Zinaída me rehuía. No podía dejar de notar que mi presencia le desagradaba. Al verme, se daba la vuelta... instintivamente; eso era lo más amargo, eso era lo que me entristecía. Y como eso no tenía arreglo, yo procuraba que no me viera, limitándome a contemplarla desde lejos, cosa que no siempre lograba. A la joven princesa le seguía ocurriendo algo incomprensible; su cara había cambiado, y toda ella era distinta. El cambio operado en ella me sorprendió sobre todo una tarde templada y apacible. Estaba yo sentado en un banco, al pie de una frondosa mata de saúco; me había encariñado con ese lugar, porque desde allí se veía la ventana del cuarto de Zinaída. Estaba yo sentado, y entre el ramaje oscurecido se agitaba afanoso un pájaro; un gato gris, con el cuerpo todo tenso, se deslizaba cauteloso por el jardín, y los primeros abejorros zumbaban pesadamente en el aire diáfano, aunque ya estaba oscureciendo. Miraba la ventana, esperando a que se abriera y, en efecto, se abrió y apareció Zinaída. Llevaba un vestido blanco y, todo en ella, su rostro, sus hombros, sus manos, tenía la palidez de la nieve. Permaneció inmóvil un largo rato, y así inmóvil miró largo rato, el ceño fruncido, hacia el frente. Yo no conocía esa mirada suya. Después apretó las manos con fuerza, muy fuerte, se las llevó a los labios, a la frente y, de súbito, desanudando los dedos, apartó el pelo de las sienes con violencia, sacudió los mechones de pelo y, con un enérgico movimiento de cabeza de arriba abajo, cerró la ventana de un golpazo.

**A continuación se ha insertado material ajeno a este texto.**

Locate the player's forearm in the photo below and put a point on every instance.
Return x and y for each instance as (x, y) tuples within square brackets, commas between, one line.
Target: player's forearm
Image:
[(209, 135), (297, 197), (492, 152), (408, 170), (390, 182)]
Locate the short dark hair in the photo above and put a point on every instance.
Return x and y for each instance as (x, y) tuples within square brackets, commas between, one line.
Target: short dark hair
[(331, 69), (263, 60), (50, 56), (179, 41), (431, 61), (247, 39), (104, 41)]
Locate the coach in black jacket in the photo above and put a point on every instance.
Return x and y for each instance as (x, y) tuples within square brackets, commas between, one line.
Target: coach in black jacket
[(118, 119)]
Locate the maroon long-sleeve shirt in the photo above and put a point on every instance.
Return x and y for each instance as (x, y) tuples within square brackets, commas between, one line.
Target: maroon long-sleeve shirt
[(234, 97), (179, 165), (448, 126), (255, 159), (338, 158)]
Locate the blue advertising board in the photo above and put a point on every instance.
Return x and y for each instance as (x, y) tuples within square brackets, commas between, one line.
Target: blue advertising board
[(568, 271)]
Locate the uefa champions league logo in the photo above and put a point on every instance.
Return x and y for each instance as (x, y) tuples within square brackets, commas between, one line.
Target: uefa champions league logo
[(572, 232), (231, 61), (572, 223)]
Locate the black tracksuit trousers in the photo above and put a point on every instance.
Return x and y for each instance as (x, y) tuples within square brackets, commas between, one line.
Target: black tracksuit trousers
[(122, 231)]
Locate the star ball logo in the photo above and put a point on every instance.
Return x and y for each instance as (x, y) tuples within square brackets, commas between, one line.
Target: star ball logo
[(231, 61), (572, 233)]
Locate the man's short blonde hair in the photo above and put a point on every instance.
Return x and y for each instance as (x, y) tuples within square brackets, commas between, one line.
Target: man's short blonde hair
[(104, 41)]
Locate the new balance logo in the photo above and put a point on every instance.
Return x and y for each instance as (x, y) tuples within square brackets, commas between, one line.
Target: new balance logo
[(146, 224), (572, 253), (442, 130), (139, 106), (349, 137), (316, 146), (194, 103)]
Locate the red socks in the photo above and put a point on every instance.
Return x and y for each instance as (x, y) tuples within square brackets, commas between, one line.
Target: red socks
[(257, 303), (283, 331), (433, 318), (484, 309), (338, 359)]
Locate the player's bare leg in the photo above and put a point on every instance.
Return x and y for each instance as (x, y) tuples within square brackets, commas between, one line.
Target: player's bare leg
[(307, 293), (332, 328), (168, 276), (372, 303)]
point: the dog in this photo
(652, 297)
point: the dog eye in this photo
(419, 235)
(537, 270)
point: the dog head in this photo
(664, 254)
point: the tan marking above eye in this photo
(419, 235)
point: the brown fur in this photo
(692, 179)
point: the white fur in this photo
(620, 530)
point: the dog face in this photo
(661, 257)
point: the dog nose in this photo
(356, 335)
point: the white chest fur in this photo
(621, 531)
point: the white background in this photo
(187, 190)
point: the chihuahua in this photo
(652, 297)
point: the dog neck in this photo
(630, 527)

Al cabo de tres días me descubrió en el jardín. Quise alejarme, pero ella misma me detuvo.
–Deme su mano –me dijo con la misma ternura anterior–, hace mucho que no charlamos usted y yo.
La miré: sus ojos brillaban con dulzura, y su rostro sonreía como a través de una niebla.
–¿Sigue usted enferma? –le pregunté.
–No, ya se ha pasado todo –respondió al tiempo que arrancaba una rosa bermeja–. Estoy un poco cansada, pero esto también pasará.
–¿Y será usted la misma de antes?
Zinaída se acercó la rosa a la cara, y me pareció que sus mejillas se encendían con el reflejo de los vivos pétalos.
–¿He cambiado? –preguntó ella.
–Sí, ha cambiado –dije a media voz.
–Sé que he estado fría con usted, lo sé, pero no debe darle importancia... no podía de otra manera... ¡Para qué hablar de eso!
–¡Lo que usted no quiere es que yo la ame! –exclamé desolado, en un arranque incontenible.
–Al contrario, quiérame usted, pero no como antes.
–¿Cómo entonces?
–Seamos amigos, eso es mejor –Zinaída me dio a oler la rosa–. Escuche, yo soy mucho mayor que usted, podría ser su tía; bueno, si no su tía, por lo menos su hermana mayor. Y usted...
–Yo soy un chiquillo para usted –la interrumpí.
–Sí, un chiquillo, pero simpático, bueno, inteligente, al que quiero mucho. ¿Sabe una cosa? Desde hoy le otorgo el título de paje; y no olvide que los pajes no se deben separar de sus damas. Aquí tiene el emblema de su nuevo título –agregó, poniéndome la rosa en el ojal de mi chaqueta: la prueba de mi benevolencia hacia usted.
–Antes recibía otras pruebas de benevolencia –murmuré.
Zinaída me miró de reojo y exclamó:
–¡Ah, qué memoria tiene! ¡Y qué! Estoy dispuesta también ahora...
Entonces, inclinándose hacia mí, estampó en mi frente un beso puro y sereno.
Cuando levanté los ojos ella se alejaba y, diciéndome "¡Sígame, paje mío!" se encaminó hacia su casa. La seguí sin salir del desconcierto. "¿Será posible, pensaba, que esta muchacha tranquila y razonable sea la misma Zinaída que conocí?" Su andar también me pareció más calmoso y todo su porte más majestuoso y esbelto...
¡Dios mío! ¡Qué pasión tan fuerte volvía a enardecer mi corazón!